Aimed at middle-school readers, The War That Saved My Life follows 10-year-old Ada and her little brother Jamie, who are in the middle of London during World War II. When Jamie is shipped out of London to escape the bombings, Ada sneaks off with him to escape their cruel mother. Ada has never left her one-room flat before because her mother was ashamed of Ada's clubbed foot.

Ada, Jamie, and Susan Smith, the children's caretaker in the country, all begin a new adventure together. Ada then learns how to ride a pony named Butter, and finds a friend named Maggie, while also overcoming her feelings of worthlessness. Ada gains the courage needed to fight her own battles and the much-needed love of a mother figure. Overall, this story has been described as, “the rare novel that can take something as massive as a world war and distill it to its human essence.”
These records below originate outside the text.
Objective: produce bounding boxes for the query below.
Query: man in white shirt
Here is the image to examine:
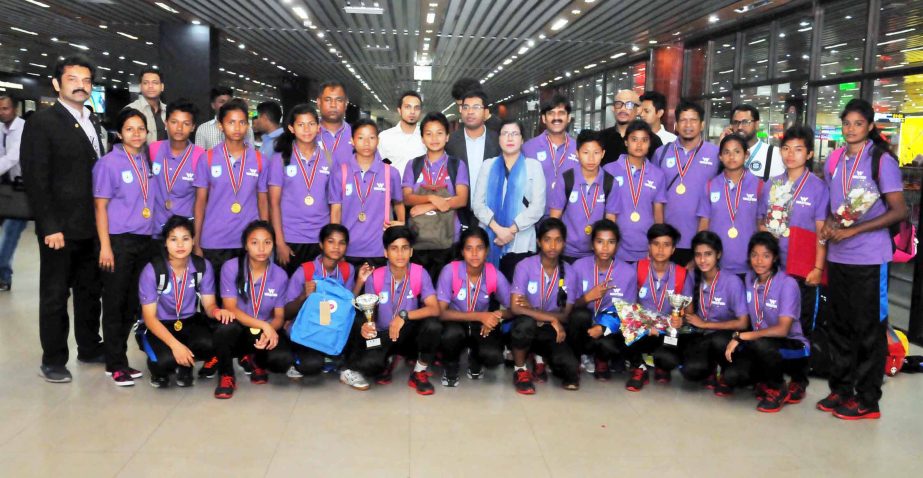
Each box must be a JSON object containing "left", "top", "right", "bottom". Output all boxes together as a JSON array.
[
  {"left": 194, "top": 86, "right": 254, "bottom": 150},
  {"left": 0, "top": 94, "right": 26, "bottom": 291},
  {"left": 640, "top": 91, "right": 677, "bottom": 145},
  {"left": 721, "top": 104, "right": 784, "bottom": 181},
  {"left": 377, "top": 90, "right": 425, "bottom": 174}
]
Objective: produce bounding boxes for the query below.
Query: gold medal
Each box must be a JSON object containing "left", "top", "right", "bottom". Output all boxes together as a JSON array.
[
  {"left": 164, "top": 199, "right": 173, "bottom": 211},
  {"left": 141, "top": 207, "right": 151, "bottom": 219},
  {"left": 675, "top": 183, "right": 686, "bottom": 195},
  {"left": 250, "top": 327, "right": 261, "bottom": 335},
  {"left": 173, "top": 320, "right": 183, "bottom": 332},
  {"left": 728, "top": 227, "right": 739, "bottom": 239},
  {"left": 358, "top": 211, "right": 367, "bottom": 222},
  {"left": 230, "top": 202, "right": 242, "bottom": 214},
  {"left": 630, "top": 212, "right": 641, "bottom": 222},
  {"left": 304, "top": 195, "right": 314, "bottom": 206},
  {"left": 584, "top": 225, "right": 592, "bottom": 235}
]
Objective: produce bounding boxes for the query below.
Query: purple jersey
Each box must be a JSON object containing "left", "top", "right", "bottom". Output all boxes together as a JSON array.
[
  {"left": 363, "top": 265, "right": 436, "bottom": 330},
  {"left": 92, "top": 144, "right": 156, "bottom": 236},
  {"left": 521, "top": 130, "right": 579, "bottom": 196},
  {"left": 511, "top": 254, "right": 577, "bottom": 313},
  {"left": 138, "top": 258, "right": 215, "bottom": 321},
  {"left": 697, "top": 172, "right": 766, "bottom": 275},
  {"left": 547, "top": 168, "right": 618, "bottom": 258},
  {"left": 760, "top": 171, "right": 829, "bottom": 265},
  {"left": 637, "top": 262, "right": 695, "bottom": 315},
  {"left": 572, "top": 256, "right": 638, "bottom": 314},
  {"left": 604, "top": 156, "right": 668, "bottom": 261},
  {"left": 266, "top": 147, "right": 334, "bottom": 244},
  {"left": 194, "top": 143, "right": 268, "bottom": 249},
  {"left": 653, "top": 140, "right": 721, "bottom": 249},
  {"left": 436, "top": 261, "right": 511, "bottom": 312},
  {"left": 329, "top": 155, "right": 404, "bottom": 258},
  {"left": 150, "top": 141, "right": 201, "bottom": 235},
  {"left": 220, "top": 260, "right": 289, "bottom": 322},
  {"left": 696, "top": 271, "right": 748, "bottom": 323},
  {"left": 745, "top": 271, "right": 807, "bottom": 348}
]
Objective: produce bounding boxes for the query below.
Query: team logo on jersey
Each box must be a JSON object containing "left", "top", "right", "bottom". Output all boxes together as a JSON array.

=== The War I Finally Won (The War That Saved My Life #2) ===
In this follow-up novel, Brubaker Bradley's story of Ada and Jamie continues in the English countryside during WWII. Their mother dies in the munition factory in London. They are now safe with Susan Smith and Jamie is adjusting to safety well, but Ada struggles. Throughout this story, Ada becomes close with the Thorntons in this story as the war continues and circumstances change.

=== Fighting Words ===
Published in 2020, Brubaker creates a story centered around Delicious, a.k.a. Della, who is a 10-year-old girl who has had her already difficult life turned upside down after her "step-dad" attempted to molest her. Della tries to heal in her new foster home, but suffers more as she watches her older sister Suki who was the victim of years of sexual abuse struggle to overcome the trauma. This is an endearing story that handles a difficult topic delicately making it accessible to younger audience than other books with similar themes.

== Awards and honors ==
- 1998 Publisher's Week “Flying Start” Award for Ruthie's Gift
- 2011 Kirkus Reviews Best Children's Books of 2011 for Jefferson's Sons: A Founding Father's Secret Children
- 2012 Bank Street Children's Book Committee's Best Books of the Year with "Outstanding Merit" for Jefferson's Sons: A Founding Father's Secret Children
- 2012 ALA Notable Children's Book for Jefferson's Sons: A Founding Father's Secret Children
- 2012 NCSS Notable Social Studies Trade Books for Young People for Jefferson's Sons: A Founding Father's Secret Children
- 2016 Newbery Honor for The War That Saved My Life
- 2016 Josette Frank Award Winner and Bank Street Children's Book Committee's Best Books of the Year with "Outstanding Merit" for The War That Saved My Life
- 2016 Schneider Family Book Award for The War That Saved My Life
- 2016 #1 New York Times bestseller for The War That Saved My Life
- 2018 Bank Street Children's Book Committee's Best Books of the Year with "Outstanding Merit" for The War I Finally Won
- 2020 Kirkus Prize Finalist for Fighting Words
- 2021 Newbery Honor for Fighting Words
- 2021 Bank Street Children's Book Committee's Best Books of the Year with "Outstanding Merit" for Fighting Words

==Publications==
- Ruthie's Gift (1998)
- One-of-a-Kind Mallie (1999)
- Weaver's Daughter (2000)
- Halfway to the Sky (2002)
- Favorite Things (2003)
- The President's Daughter (2004)
- For Freedom: The Story of A French Spy (2005)
- Ballerino Nate (2006)
- The Perfect Pony (2007)
- Leap of Faith (2007)
- The Lacemaker and the Princess (2007)
- Jefferson's Sons: A Founding Father's Secret Children (2013)
- The War That Saved My Life (2015)
- The War I Finally Won (2017)
- Fighting Words (2020)
- She Persisted: Rosalind Franklin (2022) (with Chelsea Clinton)
- The Night War (2024)

==Personal life==

Bradley currently lives in Bristol, Tennessee.